I just wanted to know where it said we were going to disappear before the Great Tribulation. (Now I would ask for Scripture that says the racially gentile believers would suddenly disappear.) Well, as that "near at hand" eschatology unraveled I discovered even questioning them, wanting their direct quote that said what they were saying, caused me to be rejected or they even called the police (something "authorities," specially in Institutional Christianity seem to like to do, pushing their destruction of me as far as they think they can get away with, which makes me believe they would've had me burned at the stake in earlier times.)
Though I had even stayed up all night arguing against the salvation of all a friend was trying to convince me of, it was almost 10 years later when I studied "The Eons of the Bible" or a similarly titled booklet by Gelesnov and believed for the first time, "Faithful is the saying and worthy of all welcome (for for this are we toiling and being reproached), that we rely on the living God, Who is the Saviour of all mankind, especially of believers." (1 Tim 4:9-10, CLT) I looked at my watch. It was 3 am, July 18th, 1981. I noted the time because I knew I had no more hope of acceptance by what is popularly considered "the mainstream" or "orthodox" Church.

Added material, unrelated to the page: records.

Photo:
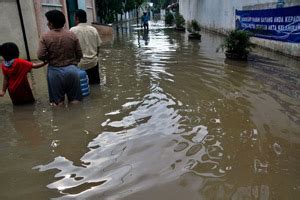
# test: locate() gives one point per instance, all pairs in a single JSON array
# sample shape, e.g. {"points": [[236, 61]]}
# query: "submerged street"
{"points": [[172, 119]]}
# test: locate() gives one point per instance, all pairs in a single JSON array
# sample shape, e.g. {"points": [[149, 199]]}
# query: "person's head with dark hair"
{"points": [[56, 19], [9, 51], [80, 16]]}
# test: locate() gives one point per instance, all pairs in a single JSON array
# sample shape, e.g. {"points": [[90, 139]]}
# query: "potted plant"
{"points": [[193, 28], [169, 19], [237, 45], [180, 22]]}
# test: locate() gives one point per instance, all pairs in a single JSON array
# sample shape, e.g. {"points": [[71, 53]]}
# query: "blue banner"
{"points": [[281, 24]]}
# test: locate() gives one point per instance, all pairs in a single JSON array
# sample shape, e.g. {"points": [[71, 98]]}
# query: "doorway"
{"points": [[72, 6]]}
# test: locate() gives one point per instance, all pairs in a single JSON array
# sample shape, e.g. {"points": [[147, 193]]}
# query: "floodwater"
{"points": [[172, 119]]}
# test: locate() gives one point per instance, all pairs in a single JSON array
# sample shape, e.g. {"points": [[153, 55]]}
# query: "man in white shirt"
{"points": [[90, 41]]}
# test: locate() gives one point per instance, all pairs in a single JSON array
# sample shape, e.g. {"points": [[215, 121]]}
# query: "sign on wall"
{"points": [[281, 24]]}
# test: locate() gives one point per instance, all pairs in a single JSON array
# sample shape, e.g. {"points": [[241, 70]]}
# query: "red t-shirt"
{"points": [[18, 85]]}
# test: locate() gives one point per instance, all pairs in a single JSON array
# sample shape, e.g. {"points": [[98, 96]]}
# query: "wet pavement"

I was less than five years old when I understood the difference between "finite" and "infinite" from a sermon my dad preached. When I was going to sleep that night I thought, "How can a finite man deserve an infinite reward?" It didn't make any sense to me; but, they taught that if your sins weren't forgiven you'd have to pay what you owed, you'd deserve ceaseless torture for ever. Even though that infinity was a contradition to being finite, I remember turning over and thinking, "I guess it's just something you have to believe" before I went to sleep. I don't see any way out of it yet today. Yet for years, because that was what I was taught and the people around me believed it, I believed in a hell of screaming torture for ever for most people. But, if anyone can think about it for a little while, I don't see how they can think it makes any sense. We humans can't ever do enough evil to deserve that. It would make God unjust. I've known God and His gifts when believing in eternal torture, so I must grant that to others; but, if you've been born again and, even more so, if you've been filled with the Holy Spirit, I don't believe you can say that the experience of Jesus that the Holy Spirit has given you is that He is a Master Torturer, torturing countless victims without cease and no hope of escape all the while telling them, "I love you." I don't believe you can in good conscience expect God to make you into that image, that kind of being either.
Several major changes were yet to come. I discovered that the one thing Paul was pressing forward into attaining was the transformation of the physical body into an immortal incorruptible body. I had never quite integrated my resurrection into the goal of my walk with the Lord. I am to expect I can actually arrive at physical immortality as an outcome of my developing relationship with God. Much could be written of this that I only mention. Friends spurned me because of this also.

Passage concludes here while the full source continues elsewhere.